Le 25 juin, les deux Empereurs eurent une entrevue au milieu de la rivière. Le lendemain, Alexandre et Frédéric entrèrent en ville où ils furent reçus par Napoléon le Grand à la tête de son armée victorieuse ! Depuis ce moment, plus de guerre, plus de combats ! Tout le monde désire la paix, et tout porte à croire qu'elle est déjà signée au moment où j'écris.
Les Gardes impériales russe, française et la Garde prussienne sont actuellement en garnison à Tilsit. Les trois monarques se voient tous les jours, et nous ne prenons plus les armes que pour faire admirer notre belle tenue et la précision de nos manoeuvres à ceux qui nous redoutaient tant il y a quinze jours.

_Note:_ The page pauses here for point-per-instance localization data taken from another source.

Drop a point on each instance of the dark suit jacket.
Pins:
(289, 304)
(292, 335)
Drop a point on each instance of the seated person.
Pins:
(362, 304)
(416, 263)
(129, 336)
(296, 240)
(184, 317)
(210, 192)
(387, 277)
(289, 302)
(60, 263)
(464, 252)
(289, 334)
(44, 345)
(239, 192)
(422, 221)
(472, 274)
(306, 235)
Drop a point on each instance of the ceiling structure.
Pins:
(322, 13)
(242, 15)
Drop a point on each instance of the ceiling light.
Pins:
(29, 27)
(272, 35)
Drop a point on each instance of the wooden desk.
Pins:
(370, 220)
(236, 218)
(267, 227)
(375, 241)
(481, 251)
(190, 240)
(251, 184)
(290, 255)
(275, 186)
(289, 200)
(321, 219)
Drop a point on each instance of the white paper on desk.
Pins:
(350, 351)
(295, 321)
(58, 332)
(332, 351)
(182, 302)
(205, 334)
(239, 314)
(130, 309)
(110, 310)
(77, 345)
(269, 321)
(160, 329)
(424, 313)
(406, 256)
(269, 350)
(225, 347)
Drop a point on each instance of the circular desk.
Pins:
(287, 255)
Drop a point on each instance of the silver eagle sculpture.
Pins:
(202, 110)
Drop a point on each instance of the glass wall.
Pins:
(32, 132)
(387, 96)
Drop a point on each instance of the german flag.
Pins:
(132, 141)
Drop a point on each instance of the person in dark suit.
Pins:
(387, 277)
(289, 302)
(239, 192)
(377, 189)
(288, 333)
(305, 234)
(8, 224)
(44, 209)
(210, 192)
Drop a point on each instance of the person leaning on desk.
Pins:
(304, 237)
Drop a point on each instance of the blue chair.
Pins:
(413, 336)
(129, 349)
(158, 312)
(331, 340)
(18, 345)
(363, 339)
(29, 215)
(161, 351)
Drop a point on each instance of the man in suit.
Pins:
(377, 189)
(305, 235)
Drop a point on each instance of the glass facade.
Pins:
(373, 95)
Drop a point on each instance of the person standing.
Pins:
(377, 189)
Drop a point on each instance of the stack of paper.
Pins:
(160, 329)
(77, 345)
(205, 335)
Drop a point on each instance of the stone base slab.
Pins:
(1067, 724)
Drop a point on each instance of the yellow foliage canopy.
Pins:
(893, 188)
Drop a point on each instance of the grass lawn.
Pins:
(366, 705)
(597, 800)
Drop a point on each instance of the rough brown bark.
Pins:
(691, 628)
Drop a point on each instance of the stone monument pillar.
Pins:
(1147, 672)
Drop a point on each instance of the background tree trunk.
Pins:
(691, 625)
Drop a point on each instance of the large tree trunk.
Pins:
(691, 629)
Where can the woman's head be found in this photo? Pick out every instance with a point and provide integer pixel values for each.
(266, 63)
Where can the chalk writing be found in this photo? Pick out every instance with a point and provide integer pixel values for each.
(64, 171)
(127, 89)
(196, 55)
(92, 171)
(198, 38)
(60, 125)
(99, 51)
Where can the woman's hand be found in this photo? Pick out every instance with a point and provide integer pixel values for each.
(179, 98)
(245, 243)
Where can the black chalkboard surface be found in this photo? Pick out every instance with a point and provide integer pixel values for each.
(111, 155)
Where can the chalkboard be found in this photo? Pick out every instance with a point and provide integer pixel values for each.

Notre camp est rempli du matin au soir d'officiers étrangers, qui viennent visiter les officiers français ; nous allons avec eux de l'autre côté de la rivière, et toutes les journées se passent en fêtes continuelles. Ces messieurs sont en général très polis et très bien élevés ; ils parlent presque tous le français.
L'intimité et la bonne intelligence qui règnent entre les chefs a gagné jusqu'aux soldats : hier, les trois Gardes impériales et royale se sont réunies pour un banquet donné par notre empereur ; après le repas, on changea d'armes et d'habits, et ces braves et fiers grenadiers parcouraient ainsi la ville et les environs, aux cris mille fois répétés de "Vive Napoléon ! vive Alexandre ! vive Frédéric ! vivent les grenadiers des Gardes impériales et royale !"
Tels sont les brillants résultats de cette campagne de quinze jours. Tant de victoires ont été funestes à quelques régiments qui se sont trouvés au plus fort du choc ; quant à nous, nous n'avons à regretter qu'une centaine de soldats et trois officiers.
Actuellement la campagne est finie et la guerre terminée. Je me félicite de bien bon coeur de m'en être tiré heureusement. J'ai toujours été à mon poste, je me suis quelquefois vigoureusement battu, et je regarde comme un grand bonheur de n'avoir pas été echiné comme tant de pauvres diables, que j'ai vu emportés par la mitraille dont messieurs nos antagonistes ont la mauvaise habitude de se servir dans toutes leurs affaires. Enfin, je t'avais promis de te rapporter mes deux oreilles, et j'espère en venir à bout.
Excuse mon papier ; n'en a pas qui veut. Celui-ci vient d'Osterode. Je suis au bivouac, nous mangeons la soupe en plein champ dans des cuillères de bois, et mon pupitre est mon mauvais chapeau.